Edito da Centro Internazionale Diffusione Stampa, Roma, 1978, 16 p.
Estratto dall’inizio dell’opuscolo
Tutta la nostra esistenza è preordinata secondo norme che ci espropriano.
La vita quotidiana della donna è ritmata da gabbie successive: le mura della casa, i suoi ruoli (figlia, moglie, madre), il lavoro. Apparentemente sono gabbie aperte, in realtà la donna vi è rigettata continuamente dentro come unico luogo dove il cosiddetto femminile può esprimersi.
Riusciamo a liberarci… che già ci troviamo incarcerate in un altro ruolo. Questa spirale oppressiva e annientatrice di noi come persone si rafforza e prende terreno proprio mentre la società ci “accetta” e si rispecchia.
C’è anche una nostra necessità di essere accettate; questa, se da una parte costruisce tutte le deformazioni e le storture dei nostri bisogni, dall’altra ci costringe ad adattarci a comportamenti imposti. In noi stesse c’è il divieto, l’abitudine, l’adattamento.
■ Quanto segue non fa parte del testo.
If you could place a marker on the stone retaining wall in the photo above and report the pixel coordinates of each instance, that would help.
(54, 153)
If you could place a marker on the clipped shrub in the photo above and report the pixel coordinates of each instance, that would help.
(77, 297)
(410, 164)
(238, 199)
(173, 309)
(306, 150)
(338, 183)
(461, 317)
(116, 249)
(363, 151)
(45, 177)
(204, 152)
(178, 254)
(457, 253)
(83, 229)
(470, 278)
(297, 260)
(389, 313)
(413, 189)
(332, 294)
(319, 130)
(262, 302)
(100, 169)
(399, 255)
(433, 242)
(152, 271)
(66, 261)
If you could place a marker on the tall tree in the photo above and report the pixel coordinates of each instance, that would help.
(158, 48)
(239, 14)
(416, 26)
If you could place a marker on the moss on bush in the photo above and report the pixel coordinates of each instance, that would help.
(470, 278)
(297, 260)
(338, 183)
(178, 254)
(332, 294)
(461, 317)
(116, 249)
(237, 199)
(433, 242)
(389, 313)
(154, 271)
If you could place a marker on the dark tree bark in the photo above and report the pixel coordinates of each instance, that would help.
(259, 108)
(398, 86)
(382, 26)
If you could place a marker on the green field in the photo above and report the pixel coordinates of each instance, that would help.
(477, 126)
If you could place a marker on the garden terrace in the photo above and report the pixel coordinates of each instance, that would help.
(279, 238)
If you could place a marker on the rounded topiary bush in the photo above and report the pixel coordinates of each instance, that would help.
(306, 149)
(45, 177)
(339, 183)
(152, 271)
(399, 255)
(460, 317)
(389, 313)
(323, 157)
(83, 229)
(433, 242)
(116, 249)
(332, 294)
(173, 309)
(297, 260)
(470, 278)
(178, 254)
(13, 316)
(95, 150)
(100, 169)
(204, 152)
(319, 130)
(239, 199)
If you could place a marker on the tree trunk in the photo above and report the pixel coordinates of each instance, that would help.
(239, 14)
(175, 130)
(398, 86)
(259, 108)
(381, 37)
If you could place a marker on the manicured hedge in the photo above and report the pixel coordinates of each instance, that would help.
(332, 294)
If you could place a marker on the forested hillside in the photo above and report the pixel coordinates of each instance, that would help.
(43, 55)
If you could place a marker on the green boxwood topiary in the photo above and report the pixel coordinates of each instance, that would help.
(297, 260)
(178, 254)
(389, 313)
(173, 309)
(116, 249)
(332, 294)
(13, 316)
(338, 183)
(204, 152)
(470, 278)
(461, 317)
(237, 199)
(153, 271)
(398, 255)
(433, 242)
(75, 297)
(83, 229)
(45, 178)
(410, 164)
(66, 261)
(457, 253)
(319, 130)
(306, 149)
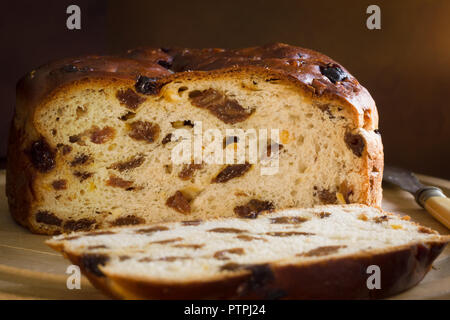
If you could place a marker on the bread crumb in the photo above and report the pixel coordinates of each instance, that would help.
(363, 217)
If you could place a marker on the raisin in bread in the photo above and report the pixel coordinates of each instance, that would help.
(92, 139)
(316, 253)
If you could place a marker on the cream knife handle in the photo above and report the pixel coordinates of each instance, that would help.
(436, 203)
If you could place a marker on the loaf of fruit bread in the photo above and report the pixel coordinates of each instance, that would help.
(93, 139)
(328, 252)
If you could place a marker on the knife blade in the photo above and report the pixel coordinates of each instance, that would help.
(429, 197)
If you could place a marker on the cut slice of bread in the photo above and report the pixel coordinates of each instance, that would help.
(93, 139)
(328, 252)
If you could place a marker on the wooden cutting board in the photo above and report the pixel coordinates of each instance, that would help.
(31, 270)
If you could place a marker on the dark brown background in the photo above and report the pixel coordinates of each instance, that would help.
(405, 65)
LE NUOVE, le sue mura di cinta danno un senso di terrore. Sembrano ‘‘l’estraneità”’’ dello stato, espressione fisica e visibile del luogo separato, l’espiazione della pena. Sembrano fuori del nostro percorso, già così rigidamente articolato; un iceberg di vite sopravvissute. Ma corrispondono per negativo ad una rottura violenta nel sociale o ad una ‘devianza’ dalla norma.
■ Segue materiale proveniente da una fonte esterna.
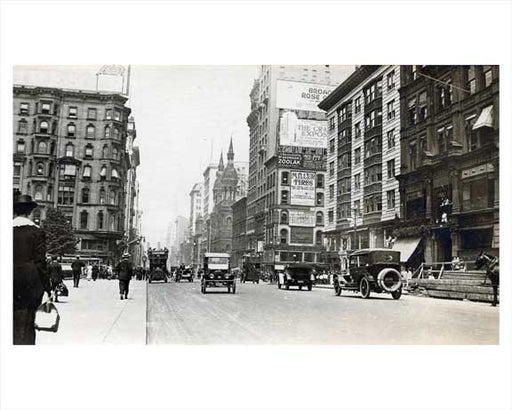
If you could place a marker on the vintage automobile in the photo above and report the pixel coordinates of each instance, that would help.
(216, 272)
(296, 274)
(184, 274)
(158, 264)
(371, 270)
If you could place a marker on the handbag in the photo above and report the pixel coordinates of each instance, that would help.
(62, 290)
(47, 317)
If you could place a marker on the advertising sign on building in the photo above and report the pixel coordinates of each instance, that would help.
(302, 188)
(301, 218)
(302, 133)
(294, 95)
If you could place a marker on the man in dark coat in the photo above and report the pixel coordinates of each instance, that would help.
(124, 272)
(77, 266)
(95, 271)
(56, 276)
(30, 277)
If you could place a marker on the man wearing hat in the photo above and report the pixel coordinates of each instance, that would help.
(124, 271)
(30, 276)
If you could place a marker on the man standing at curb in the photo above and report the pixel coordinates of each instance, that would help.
(124, 271)
(77, 266)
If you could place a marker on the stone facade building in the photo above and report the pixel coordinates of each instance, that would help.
(449, 177)
(70, 153)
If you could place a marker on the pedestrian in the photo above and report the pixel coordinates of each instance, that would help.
(77, 266)
(56, 276)
(124, 272)
(95, 272)
(30, 275)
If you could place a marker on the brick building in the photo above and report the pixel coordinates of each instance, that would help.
(70, 153)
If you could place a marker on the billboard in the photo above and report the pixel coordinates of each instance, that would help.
(301, 218)
(302, 133)
(294, 95)
(302, 188)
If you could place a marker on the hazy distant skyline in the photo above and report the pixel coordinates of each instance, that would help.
(184, 116)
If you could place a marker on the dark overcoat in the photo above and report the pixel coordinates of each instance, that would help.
(30, 276)
(124, 270)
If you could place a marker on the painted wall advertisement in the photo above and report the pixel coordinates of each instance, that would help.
(301, 218)
(302, 133)
(302, 188)
(294, 95)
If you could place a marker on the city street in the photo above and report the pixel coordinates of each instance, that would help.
(263, 314)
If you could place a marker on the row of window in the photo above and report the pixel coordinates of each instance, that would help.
(71, 130)
(45, 108)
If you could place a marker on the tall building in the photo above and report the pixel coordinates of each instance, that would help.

Per poter dire qualcosa sul carcere come istituzione bisogna capire le fasi di incarceramento nel nostro quotidiano, come donne. Ricostruirle a ritroso, scardinare le norme per collocarci interamente e consapevolmente nel sociale. Le gabbie: del ruolo sono elemento di ricomposizione: la donna che sta al suo posto è funzionale a conservare e a riprodurre gli stessi rapporti sociali. L’istituzione carcere, intervenendo su un rifiuto, su una ribellione sociale e politica, riconferma l’ordinamento esistente ed è perciò interna alla nostra pratica di vita.